Like any good American, I found a Starbucks and took advantage of the free WiFi. I listened to a couple of completely obnoxious South Africans bark their order in English at the barista before critiquing the Pumpkin Spice Latté rather unpoetically, and remembering loudly their exploits in Mykonos, and finally wondering how on earth the girl would spend the remaining 800 euros that her mummy had given her. I felt the kind of vicarious shame that you feel for people who steamroll their way through life without a single fleeting moment of self-awareness.

I’d heard enough, so I walked around the Jardin du Luxembourg, then walked 3 miles back to Arnaud’s apartment. I didn’t really want to contend with the Métro at 5:30 and I was in no rush at all, so I walked and walked that day. As Arnaud had to begin a 24 hour shift at the hospital the next day, his roommate Matteo showed me some nice bars in Belleville when I got back.

Fortunately it’s too expensive to spend a lot of time at Paris bars so I didn’t suffer too terribly, financially or otherwise.
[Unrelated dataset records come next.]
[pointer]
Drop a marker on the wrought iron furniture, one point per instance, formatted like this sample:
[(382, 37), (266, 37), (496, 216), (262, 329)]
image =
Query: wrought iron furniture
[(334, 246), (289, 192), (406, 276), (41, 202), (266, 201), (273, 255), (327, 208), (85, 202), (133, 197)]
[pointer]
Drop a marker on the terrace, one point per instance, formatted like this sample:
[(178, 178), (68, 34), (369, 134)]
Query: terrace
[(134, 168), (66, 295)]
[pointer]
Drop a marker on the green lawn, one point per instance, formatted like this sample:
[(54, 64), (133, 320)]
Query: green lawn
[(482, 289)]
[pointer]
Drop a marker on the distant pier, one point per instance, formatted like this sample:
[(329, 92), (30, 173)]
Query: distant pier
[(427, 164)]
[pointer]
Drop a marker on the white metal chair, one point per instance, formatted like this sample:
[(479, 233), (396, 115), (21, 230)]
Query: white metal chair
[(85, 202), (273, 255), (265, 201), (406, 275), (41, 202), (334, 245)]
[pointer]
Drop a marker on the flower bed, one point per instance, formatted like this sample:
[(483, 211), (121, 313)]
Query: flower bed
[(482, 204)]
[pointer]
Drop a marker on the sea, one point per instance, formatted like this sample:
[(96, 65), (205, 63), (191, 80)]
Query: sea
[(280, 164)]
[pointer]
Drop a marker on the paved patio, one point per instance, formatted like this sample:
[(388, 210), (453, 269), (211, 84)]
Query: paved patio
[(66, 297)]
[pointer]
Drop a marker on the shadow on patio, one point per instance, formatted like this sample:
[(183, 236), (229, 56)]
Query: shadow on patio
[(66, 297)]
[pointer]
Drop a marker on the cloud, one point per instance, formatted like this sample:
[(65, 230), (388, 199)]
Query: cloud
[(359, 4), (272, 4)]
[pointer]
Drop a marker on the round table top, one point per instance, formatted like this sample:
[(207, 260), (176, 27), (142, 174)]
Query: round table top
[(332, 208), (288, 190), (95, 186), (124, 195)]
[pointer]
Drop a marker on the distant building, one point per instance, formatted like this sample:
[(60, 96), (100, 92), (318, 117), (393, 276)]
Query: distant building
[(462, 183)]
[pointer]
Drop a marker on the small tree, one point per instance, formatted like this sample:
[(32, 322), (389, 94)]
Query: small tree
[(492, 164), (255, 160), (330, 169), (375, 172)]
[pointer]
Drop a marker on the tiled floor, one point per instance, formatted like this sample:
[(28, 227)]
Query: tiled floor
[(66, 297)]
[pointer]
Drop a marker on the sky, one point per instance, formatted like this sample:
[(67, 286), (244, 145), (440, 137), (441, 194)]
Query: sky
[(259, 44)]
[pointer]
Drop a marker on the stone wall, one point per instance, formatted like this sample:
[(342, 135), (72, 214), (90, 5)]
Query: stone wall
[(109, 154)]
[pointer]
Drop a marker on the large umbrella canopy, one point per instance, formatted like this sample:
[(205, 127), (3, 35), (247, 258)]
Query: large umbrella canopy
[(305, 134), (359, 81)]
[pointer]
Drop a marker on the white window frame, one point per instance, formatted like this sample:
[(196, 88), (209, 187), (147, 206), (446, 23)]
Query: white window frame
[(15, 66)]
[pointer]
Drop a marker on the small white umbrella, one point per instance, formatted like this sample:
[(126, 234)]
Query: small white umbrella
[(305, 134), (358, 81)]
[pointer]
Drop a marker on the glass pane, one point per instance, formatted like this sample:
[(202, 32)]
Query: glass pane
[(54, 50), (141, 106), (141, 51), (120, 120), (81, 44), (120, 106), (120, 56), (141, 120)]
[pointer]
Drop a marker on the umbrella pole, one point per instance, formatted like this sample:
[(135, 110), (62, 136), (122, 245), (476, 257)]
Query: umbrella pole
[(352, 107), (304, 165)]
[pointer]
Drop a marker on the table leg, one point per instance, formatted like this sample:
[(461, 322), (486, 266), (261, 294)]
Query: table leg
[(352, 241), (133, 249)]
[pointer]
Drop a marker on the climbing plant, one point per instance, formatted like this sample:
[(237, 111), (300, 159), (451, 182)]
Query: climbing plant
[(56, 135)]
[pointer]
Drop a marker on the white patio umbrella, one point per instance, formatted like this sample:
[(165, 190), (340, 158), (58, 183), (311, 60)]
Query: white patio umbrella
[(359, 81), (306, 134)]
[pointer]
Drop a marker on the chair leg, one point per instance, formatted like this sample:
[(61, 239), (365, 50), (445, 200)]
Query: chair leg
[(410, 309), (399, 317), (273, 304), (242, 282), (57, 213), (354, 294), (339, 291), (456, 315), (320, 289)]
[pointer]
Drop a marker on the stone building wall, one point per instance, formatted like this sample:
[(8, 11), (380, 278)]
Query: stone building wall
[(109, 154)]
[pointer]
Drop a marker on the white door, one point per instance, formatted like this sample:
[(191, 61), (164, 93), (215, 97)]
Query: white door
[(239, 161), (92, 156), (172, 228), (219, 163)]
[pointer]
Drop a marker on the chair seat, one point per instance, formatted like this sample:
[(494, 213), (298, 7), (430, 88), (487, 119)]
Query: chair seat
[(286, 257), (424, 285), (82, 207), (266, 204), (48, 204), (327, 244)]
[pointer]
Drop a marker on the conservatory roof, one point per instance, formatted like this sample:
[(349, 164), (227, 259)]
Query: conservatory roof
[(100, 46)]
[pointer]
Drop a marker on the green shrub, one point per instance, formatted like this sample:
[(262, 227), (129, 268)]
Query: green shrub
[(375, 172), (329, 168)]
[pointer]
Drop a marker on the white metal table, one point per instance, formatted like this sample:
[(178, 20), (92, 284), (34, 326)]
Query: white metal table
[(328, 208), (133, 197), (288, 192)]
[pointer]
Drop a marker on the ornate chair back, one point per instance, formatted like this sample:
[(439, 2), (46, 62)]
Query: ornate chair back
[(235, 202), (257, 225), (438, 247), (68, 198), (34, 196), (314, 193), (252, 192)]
I’ve been nickel-and-diming since I’ve gotten here – with the exception of the first meal (which was worth spending an entire shift’s tips on), I’ve been living scrupulously. London has been bleeding me every step of the way though.

I spent the next afternoon at a gorgeous park on the edge of Paris, Bois de Vincennes. It was perfectly idyllic – wooden rowboats gliding on a placid lake, peacocks sashaying through fallen leaves, and the frustrated bellsongs of cyclists trying to part the seas of joggers and strollers. I felt like I was in that painting A Sunday Afternoon on the Island of La Grande Jatte. It was just like that, minus the hoop skirts.

That night I went to a party hosted by one of Matteo’s friends from architecture school. The place was in Chateau Rouge, a neighborhood inhabited mainly by African immigrants and prostitutes. The party was decidedly more diverse and I felt the full crisis of my linguistic shortcomings – conversation was conducted in French, Italian, Spanish, and English, and it wasn’t until the alcohol began flowing that English was settled upon as the language in which we would conduct all official business. This was after a hilarious Polish guy showed up with a bottle of vodka. We sang Happy Birthday and played Circle of Death, during which I contributed significantly to the general intoxication level by making it a drinkable offense to speak Italian.

Yesterday was painful, but I managed to scrape together enough brain cells to put together a trip to Barcelona. I’m flying out of Beauvais-Tillé tomorrow morning at 8:55, which presents a logistical nightmare as it’s an hour north of Paris and the bus leaves from the other side of the city and the Métro doesn’t open until 6am. Cécile, Arnaud’s other roommate, put me in touch with her friend who lives near the bus station in Porte Maillot, so I will stay there tonight and leave at the crack of dawn tomorrow. This is a completely brutal itinerary, but I’ll be in Barcelona by noon tomorrow.